彩票市场在中国内地甚至全球的市场占有份额日益增加,越来越多赌徒热爱购买彩票。今天僕尝试分析随机内地彩票—福彩3D为数据,分析是否可能从中获利。

美国马萨诸塞州 Cash Winfall 彩票有漏洞!文献中阐述:

Cash Winfall彩票有一条特殊的规则:当头奖达到200万美元而无人领取后,较小的奖项奖金金额将会变大,比如末奖能从5美元增加到几十美元。统计学家称,任何人只要购买10万美元以上的彩票就要保证盈利。因此每隔几个月,当头奖金额累积到200万美元后,由精明的赌徒组成的小团体就会短暂控制整个博彩,他们有的来自MIT,有的来自东北大学,训练有素,他们会投入数十万美元购买彩票,每次能获得几十万美元的收入,这些盈利还没有计算获得头奖的可能性。麻州的博彩官员正开始采取行动限制大量购买,比如每个彩票点每天只能出售5000美元的彩票…

1.1 环境设置

环境设置与读取程序包。

## Remove all objects (includes hidden objects).
rm(list = ls(all = TRUE))
options(warn = -1) #Do not display warning messages.

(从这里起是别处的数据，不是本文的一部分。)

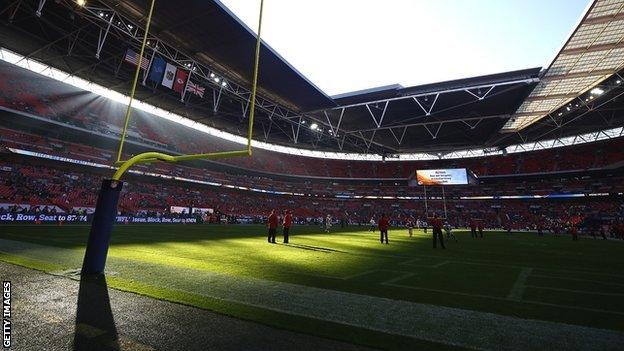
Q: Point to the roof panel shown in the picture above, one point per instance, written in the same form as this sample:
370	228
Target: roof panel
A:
596	56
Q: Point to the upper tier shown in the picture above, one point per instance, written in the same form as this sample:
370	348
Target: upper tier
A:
22	90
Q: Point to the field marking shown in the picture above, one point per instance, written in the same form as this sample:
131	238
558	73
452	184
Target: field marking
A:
575	291
356	275
403	276
441	264
577	279
517	290
398	317
490	297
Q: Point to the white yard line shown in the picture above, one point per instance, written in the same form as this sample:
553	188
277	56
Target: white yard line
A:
451	326
517	290
575	291
576	279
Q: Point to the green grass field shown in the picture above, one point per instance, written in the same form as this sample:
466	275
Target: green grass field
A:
232	269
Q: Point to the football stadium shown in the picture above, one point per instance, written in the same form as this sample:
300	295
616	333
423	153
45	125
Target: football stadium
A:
171	181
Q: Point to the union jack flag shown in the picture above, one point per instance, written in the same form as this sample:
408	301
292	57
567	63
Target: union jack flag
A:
195	89
133	58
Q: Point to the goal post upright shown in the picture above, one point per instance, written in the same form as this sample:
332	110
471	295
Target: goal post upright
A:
108	197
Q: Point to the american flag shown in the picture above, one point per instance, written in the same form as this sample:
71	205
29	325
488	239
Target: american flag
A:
195	89
133	57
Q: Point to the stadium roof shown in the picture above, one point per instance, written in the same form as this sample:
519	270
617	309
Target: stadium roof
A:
593	53
208	30
203	36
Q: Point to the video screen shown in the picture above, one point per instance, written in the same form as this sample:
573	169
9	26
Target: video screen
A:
452	176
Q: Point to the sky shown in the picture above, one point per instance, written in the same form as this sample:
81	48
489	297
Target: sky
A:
348	45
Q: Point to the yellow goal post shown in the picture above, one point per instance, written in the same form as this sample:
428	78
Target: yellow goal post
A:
152	156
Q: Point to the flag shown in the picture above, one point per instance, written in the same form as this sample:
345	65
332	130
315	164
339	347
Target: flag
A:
180	81
132	57
158	70
169	76
196	89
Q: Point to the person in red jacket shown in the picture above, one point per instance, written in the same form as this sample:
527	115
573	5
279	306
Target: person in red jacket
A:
473	228
480	226
286	224
437	224
384	224
272	224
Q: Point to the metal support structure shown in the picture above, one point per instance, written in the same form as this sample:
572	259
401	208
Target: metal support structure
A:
427	111
383	113
40	7
102	40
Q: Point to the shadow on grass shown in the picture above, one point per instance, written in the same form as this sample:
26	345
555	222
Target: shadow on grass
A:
76	236
310	247
95	325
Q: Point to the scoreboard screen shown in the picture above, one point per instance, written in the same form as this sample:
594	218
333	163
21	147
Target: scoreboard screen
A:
451	176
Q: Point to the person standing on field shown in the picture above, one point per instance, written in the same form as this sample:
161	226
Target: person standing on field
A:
473	228
373	225
286	225
436	224
480	227
384	224
272	224
410	226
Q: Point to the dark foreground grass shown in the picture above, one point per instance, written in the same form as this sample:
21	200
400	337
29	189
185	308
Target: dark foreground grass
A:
572	282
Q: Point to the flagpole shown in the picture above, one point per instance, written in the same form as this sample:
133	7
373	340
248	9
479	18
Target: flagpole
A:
188	79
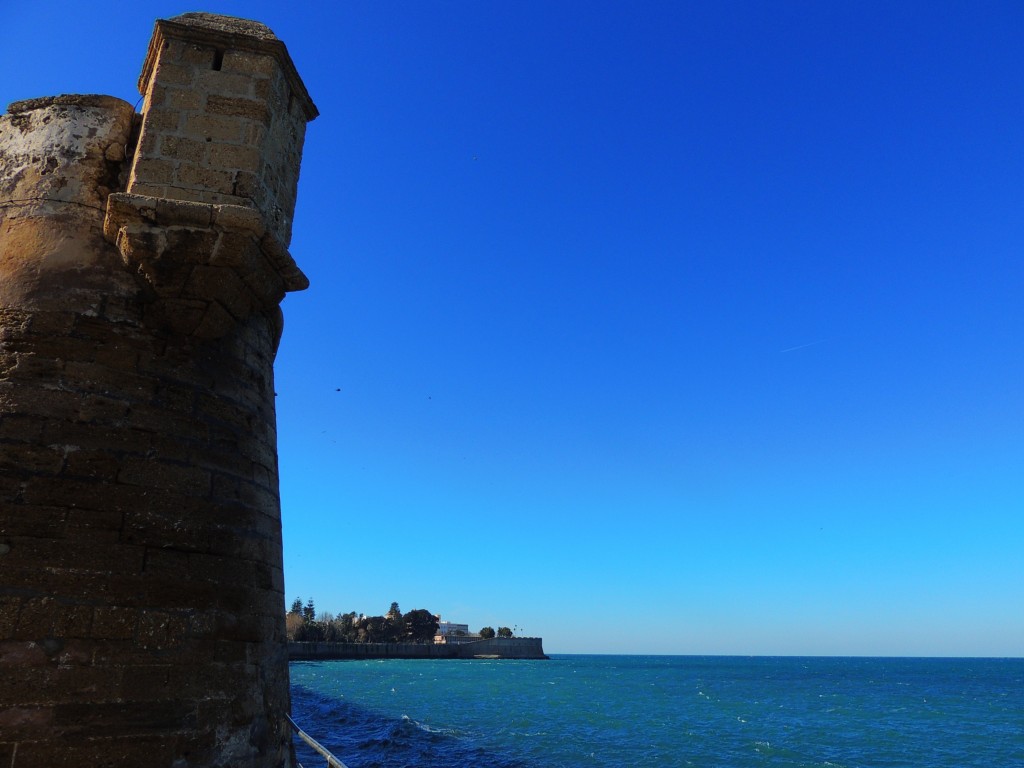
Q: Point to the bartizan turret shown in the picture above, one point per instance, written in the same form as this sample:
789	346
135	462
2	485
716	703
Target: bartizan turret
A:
142	260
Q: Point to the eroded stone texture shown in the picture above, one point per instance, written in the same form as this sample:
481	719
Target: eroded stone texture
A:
141	604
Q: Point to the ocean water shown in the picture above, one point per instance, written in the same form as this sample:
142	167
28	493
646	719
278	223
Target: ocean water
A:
719	712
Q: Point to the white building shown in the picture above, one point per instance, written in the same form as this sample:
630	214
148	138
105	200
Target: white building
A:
450	632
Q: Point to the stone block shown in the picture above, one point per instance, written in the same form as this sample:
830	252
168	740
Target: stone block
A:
249	62
235	158
168	73
114	622
254	110
179	147
215	179
160	475
228	83
214	127
161	119
197	56
152	171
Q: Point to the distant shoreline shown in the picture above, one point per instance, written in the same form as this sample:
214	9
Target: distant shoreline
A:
498	647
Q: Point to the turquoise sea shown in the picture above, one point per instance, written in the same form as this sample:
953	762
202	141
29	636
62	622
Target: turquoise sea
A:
581	711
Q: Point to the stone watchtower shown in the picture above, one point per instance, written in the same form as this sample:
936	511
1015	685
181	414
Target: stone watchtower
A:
142	259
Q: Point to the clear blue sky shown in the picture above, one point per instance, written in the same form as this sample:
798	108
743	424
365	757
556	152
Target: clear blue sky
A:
685	328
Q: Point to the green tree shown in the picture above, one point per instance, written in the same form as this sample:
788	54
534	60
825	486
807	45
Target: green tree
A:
421	626
378	630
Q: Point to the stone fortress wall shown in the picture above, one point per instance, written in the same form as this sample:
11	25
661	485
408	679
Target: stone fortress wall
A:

suppressPackageStartupMessages(library('BBmisc'))
pkgs <- c('devtools', 'knitr', 'kableExtra', 'rvest', 'plyr', 'dplyr', 'magrittr', 'stringr', 'lubridate', 'devtools', 'openxlsx', 'DT', 'mvtnorm', 'PoisNor', 'flexmix', 'poilog', 'kfoots', 'mvrpois', 'rstan', 'matrixStats')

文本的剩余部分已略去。